Using the half-angle formula $\cos 2\theta =\dfrac{1-{{\tan }^{2}}\theta }{1+{{\tan }^{2}}\theta }$ and the given fact that $c=2b-a$ , we get:
⇒ $\dfrac{1-{{\tan }^{2}}\dfrac{\alpha }{2}}{1+{{\tan }^{2}}\dfrac{\alpha }{2}}=\dfrac{a}{3b-a}$
Using componendo-dividendo, we get:
⇒ $\dfrac{2{{\tan }^{2}}\dfrac{\alpha }{2}}{2}=\dfrac{(3b-a)-a}{(3b-a)+a}$
⇒ ${{\tan }^{2}}\dfrac{\alpha }{2}=\dfrac{3b-2a}{3b}$ ... (1)
Also, given that $\cos \gamma =\dfrac{c}{a+b}$ .
⇒ $\dfrac{1-{{\tan }^{2}}\dfrac{\gamma }{2}}{1+{{\tan }^{2}}\dfrac{\gamma }{2}}=\dfrac{2b-a}{a+b}$
Using componendo-dividendo, we get:
⇒ $\dfrac{2{{\tan }^{2}}\tfrac{\gamma }{2}}{2}=\dfrac{(a+b)-(2b-a)}{(a+b)+(2b-a)}$
⇒ ${{\tan }^{2}}\dfrac{\gamma }{2}=\dfrac{2a-b}{3b}$ ... (2)

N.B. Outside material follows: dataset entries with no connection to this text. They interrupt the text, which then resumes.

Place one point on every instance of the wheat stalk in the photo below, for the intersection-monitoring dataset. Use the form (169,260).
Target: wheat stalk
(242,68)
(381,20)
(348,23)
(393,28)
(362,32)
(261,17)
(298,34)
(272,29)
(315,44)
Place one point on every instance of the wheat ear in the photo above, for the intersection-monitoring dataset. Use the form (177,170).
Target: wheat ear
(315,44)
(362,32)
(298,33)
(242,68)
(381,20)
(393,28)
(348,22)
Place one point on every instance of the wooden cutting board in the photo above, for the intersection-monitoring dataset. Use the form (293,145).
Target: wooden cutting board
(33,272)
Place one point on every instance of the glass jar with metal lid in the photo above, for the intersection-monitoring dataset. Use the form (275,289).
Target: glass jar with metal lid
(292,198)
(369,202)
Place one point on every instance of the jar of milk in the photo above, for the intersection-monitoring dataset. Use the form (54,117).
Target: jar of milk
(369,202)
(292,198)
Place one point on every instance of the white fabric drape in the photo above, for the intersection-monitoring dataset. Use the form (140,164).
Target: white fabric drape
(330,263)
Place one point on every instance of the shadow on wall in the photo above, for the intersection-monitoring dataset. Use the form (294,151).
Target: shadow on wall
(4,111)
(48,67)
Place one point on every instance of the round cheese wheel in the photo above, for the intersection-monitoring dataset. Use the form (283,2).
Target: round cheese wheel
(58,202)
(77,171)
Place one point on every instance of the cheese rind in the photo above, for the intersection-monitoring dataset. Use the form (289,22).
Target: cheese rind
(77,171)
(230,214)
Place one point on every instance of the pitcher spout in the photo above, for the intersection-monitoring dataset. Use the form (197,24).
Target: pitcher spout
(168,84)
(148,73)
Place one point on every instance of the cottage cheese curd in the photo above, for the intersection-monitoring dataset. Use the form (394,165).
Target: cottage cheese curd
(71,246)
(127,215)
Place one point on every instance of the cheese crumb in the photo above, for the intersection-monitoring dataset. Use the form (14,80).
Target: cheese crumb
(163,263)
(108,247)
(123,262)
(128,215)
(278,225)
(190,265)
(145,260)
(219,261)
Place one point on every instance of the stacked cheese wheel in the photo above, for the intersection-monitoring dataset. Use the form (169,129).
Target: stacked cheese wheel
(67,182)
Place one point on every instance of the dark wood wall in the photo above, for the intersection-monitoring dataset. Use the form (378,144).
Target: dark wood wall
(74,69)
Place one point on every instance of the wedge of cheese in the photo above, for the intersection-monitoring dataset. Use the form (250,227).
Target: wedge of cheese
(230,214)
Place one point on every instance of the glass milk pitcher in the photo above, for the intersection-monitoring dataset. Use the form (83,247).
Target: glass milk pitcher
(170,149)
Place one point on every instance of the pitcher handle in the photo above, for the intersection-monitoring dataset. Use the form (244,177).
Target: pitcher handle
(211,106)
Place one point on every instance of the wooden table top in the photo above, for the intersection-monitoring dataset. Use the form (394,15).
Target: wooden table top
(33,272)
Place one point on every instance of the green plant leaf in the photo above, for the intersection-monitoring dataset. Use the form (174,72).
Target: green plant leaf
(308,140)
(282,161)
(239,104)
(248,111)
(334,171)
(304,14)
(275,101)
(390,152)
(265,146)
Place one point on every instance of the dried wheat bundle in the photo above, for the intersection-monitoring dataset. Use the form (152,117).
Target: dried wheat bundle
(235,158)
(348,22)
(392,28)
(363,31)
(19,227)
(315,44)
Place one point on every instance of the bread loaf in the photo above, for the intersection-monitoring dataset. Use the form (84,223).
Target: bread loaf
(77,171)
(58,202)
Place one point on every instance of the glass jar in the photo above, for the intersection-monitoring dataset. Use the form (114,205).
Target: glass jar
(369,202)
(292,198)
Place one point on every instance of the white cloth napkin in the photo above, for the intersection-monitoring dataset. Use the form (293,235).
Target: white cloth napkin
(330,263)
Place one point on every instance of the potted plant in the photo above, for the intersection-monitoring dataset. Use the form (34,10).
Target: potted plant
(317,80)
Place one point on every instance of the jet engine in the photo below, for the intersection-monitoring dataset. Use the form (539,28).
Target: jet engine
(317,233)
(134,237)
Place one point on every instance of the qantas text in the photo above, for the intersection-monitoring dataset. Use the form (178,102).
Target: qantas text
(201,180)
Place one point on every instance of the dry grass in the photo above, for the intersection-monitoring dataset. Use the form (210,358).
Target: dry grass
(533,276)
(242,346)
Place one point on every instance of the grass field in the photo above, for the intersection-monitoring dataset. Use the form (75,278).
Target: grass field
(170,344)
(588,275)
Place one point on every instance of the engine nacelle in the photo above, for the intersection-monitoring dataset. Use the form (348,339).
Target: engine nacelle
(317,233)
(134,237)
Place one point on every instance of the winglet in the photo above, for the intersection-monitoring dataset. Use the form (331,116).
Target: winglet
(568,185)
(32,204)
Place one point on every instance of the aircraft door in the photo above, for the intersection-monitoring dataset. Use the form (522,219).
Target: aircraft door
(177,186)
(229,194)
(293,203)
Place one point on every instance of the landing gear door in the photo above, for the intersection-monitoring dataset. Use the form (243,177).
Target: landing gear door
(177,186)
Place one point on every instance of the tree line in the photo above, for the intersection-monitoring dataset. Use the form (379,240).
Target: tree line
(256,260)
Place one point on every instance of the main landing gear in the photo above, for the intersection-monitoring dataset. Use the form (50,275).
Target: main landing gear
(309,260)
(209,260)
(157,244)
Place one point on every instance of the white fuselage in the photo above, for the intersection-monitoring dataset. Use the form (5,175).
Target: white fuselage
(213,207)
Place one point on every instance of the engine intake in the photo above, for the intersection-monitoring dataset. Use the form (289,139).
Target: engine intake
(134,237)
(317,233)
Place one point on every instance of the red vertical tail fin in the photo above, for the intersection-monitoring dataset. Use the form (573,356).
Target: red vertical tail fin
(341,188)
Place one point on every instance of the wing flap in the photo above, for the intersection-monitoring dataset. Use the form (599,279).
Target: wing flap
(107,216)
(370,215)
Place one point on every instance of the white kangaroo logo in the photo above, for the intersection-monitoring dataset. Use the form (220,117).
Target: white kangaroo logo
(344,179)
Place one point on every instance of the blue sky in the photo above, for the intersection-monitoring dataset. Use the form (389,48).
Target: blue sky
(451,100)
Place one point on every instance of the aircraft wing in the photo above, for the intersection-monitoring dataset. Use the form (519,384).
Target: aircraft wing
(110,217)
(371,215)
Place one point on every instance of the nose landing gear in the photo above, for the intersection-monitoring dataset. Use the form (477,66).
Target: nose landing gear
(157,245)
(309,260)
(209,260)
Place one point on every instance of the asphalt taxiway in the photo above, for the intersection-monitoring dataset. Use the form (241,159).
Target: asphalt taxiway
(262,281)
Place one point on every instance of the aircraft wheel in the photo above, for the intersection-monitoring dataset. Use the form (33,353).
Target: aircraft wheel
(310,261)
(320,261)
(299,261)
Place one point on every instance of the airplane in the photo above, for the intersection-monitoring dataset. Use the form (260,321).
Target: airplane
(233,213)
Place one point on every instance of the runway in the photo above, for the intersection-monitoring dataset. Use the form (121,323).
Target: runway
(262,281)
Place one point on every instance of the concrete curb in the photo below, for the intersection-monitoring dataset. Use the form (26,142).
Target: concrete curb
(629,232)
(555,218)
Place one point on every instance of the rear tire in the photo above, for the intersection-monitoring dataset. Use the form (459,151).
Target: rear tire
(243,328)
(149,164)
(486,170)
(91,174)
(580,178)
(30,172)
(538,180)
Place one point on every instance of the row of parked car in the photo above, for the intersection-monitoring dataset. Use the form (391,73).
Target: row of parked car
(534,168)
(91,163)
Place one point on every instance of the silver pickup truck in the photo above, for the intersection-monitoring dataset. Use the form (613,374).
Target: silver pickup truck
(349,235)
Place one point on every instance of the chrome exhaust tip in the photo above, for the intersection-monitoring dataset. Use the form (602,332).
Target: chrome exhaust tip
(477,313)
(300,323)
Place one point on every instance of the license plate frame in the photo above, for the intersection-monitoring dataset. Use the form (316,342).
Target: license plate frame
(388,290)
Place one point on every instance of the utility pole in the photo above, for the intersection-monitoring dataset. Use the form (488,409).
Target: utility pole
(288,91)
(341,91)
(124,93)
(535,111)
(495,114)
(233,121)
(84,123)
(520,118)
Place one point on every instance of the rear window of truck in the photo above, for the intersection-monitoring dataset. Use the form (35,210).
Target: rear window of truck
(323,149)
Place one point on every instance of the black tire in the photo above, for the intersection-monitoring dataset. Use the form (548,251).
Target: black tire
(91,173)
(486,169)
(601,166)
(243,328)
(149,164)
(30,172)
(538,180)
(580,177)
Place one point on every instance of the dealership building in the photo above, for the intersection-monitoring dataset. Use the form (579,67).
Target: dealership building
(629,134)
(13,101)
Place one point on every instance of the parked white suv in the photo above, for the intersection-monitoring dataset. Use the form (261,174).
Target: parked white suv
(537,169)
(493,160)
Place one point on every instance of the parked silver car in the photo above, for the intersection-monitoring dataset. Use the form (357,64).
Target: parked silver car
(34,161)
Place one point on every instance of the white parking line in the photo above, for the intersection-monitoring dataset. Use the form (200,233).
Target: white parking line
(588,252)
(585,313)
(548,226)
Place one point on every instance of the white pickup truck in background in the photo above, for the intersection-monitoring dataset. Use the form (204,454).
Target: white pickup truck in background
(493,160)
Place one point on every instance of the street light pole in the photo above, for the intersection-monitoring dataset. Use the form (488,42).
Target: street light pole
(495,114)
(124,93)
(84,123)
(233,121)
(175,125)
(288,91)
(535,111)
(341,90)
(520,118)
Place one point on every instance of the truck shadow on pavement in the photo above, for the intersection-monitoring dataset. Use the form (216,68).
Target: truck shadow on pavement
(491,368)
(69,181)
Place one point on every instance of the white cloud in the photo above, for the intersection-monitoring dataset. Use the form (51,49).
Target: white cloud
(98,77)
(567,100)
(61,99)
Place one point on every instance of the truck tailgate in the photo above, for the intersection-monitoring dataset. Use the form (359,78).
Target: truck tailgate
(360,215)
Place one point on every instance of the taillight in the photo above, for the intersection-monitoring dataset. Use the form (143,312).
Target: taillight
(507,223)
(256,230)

Now, ${{\tan }^{2}}\dfrac{\alpha }{2}+{{\tan }^{2}}\dfrac{\gamma }{2}$
= $\dfrac{3b-2a}{3b}+\dfrac{2a-b}{3b}$ ... [Using (1) and (2)]
= $\dfrac{2b}{3b}$
= $\dfrac{2}{3}$
So, the correct answer is “Option D”.

Note : Tangent half-angle formula:
$\sin 2\theta =\dfrac{2\tan \theta }{1+{{\tan }^{2}}\theta }$
$\cos 2\theta =\dfrac{1-{{\tan }^{2}}\theta }{1+{{\tan }^{2}}\theta }$
$\tan 2\theta =\dfrac{2\tan \theta }{1-{{\tan }^{2}}\theta }$
In any triangle $\Delta ABC$ , the convention is to name $\angle A=\alpha$ , $\angle B=\beta$ and $\angle C=\gamma$ . The sides opposite to these angles are named a, b and c respectively.